Every point I've made so far is, I readily concede, arguable. Rest assured that they will be debated over the next couple of years. For now, I only hope that the history of relations between the United States and Mexico is recalled and talked about in constructive terms.
Now that people in both countries are better educated and have access to sophisticated media of all sorts, it should be easier to put many patriotic myths that grew out of that era into a more realistic perspective. As I wrote 10 years ago when Texas celebrated the sesquicentennial of its independence, the Battle of the Alamo was not a one-sided struggle against hopeless odds, as Hollywood has portrayed it many times. On the Mexican side, Los Nios Heroes (the Heroic Children), six military cadets who died fighting the U.S. Marines who captured Mexico City in 1847, may not have been all that young or heroic.
People of goodwill on both sides of the border must also be prepared to counter the alarmist rhetoric that is sure to be heard in both countries before this sesquicentennial ends.
Mexico-related issues like illegal immigration and the North American Free Trade Agreement are already political hot-buttons this election year. So expect to hear conspiracy theorists in full Cassandra-like fury claiming that Mexico is using illegal immigrants to reconquer its lost territories, or that Wall Street is using NAFTA to take control of Mexico just as it controls the U.S. government.
Myths, whether rosy or scary, whether of the past or the present, may help some people deal with the harsh complexities of everyday life. But they will get us nowhere in trying to advance the dialogue between two large "distant neighbors" that must live with each other because, for better or worse, they need each other.
Without immigrants from Mexico, the economies of California, Texas and the other former Mexican territories--not to mention the economies of U.S. cities as far from the border as Chicago and New York--would not be nearly as prosperous as they are. And without NAFTA, Mexico would not have been able to ride out its latest financial crisis as well as it has.

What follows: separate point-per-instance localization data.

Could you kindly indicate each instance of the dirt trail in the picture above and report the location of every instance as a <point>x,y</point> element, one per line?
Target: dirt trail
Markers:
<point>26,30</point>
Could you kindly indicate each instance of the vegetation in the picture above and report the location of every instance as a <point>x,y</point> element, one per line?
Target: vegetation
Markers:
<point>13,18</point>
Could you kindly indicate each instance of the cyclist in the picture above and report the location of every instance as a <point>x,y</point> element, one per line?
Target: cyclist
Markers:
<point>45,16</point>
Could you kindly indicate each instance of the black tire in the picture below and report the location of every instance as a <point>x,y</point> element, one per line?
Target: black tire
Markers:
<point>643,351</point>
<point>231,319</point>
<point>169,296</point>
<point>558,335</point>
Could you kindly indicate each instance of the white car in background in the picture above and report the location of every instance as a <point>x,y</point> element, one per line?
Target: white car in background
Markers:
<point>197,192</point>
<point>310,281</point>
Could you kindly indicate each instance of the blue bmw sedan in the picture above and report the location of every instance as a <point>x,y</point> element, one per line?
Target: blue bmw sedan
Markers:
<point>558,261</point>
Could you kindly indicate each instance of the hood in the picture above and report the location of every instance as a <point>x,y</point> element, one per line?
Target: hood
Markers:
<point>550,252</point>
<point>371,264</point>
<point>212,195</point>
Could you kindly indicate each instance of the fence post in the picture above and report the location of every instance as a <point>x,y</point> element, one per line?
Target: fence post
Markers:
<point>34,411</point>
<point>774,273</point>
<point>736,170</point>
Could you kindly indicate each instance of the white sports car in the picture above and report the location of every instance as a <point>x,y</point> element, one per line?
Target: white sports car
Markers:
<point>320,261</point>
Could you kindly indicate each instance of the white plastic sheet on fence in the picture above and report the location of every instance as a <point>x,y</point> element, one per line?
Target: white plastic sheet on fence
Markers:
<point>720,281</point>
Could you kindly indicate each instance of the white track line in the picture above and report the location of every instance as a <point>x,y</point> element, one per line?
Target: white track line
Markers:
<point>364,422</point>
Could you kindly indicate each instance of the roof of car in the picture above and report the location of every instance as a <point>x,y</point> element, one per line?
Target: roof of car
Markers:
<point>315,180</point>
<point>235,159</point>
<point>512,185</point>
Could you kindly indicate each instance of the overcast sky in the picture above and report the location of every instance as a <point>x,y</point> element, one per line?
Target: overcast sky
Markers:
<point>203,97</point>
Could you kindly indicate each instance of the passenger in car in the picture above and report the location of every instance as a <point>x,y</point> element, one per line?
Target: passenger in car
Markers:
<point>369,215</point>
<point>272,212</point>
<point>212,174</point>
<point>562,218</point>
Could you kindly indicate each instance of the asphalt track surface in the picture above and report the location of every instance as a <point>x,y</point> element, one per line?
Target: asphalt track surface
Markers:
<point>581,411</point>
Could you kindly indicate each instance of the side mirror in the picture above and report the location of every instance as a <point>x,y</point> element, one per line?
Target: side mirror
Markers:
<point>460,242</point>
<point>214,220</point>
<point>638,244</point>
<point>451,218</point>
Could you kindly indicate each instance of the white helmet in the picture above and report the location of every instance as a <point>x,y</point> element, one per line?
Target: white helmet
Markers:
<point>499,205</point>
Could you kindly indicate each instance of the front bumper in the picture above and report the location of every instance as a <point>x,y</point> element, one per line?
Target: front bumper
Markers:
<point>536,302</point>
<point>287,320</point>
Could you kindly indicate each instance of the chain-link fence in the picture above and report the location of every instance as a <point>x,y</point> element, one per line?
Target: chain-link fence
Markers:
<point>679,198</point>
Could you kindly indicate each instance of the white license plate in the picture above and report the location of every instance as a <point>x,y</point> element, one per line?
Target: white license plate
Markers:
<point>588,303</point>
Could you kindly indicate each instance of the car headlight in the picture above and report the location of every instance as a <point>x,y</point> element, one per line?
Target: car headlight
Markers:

Some of the more thoughtful proponents of NAFTA argued for it on the basis that it was no more than a trading system to better regulate a process that was already well underway: the integration of the Mexican, Canadian and U.S. economies as goods and capital flow more freely across international boundaries.
I would push that argument further: It is only a matter of time before all three nations take the next logical step and create a system to better regulate a migration that is also well underway: the movement of young Mexicans northward to work while U.S. and Canadian entrepreneurs and retirees head south to prosper in warmer climes.
Some writers have called this migration one of the inevitable global "megatrends." Fair enough. But here's another way to look at it: Is economically motivated migration just a continuation of the economic expansion that 19th century Americans called Manifest Destiny? It's a question worth pondering over the next couple of years.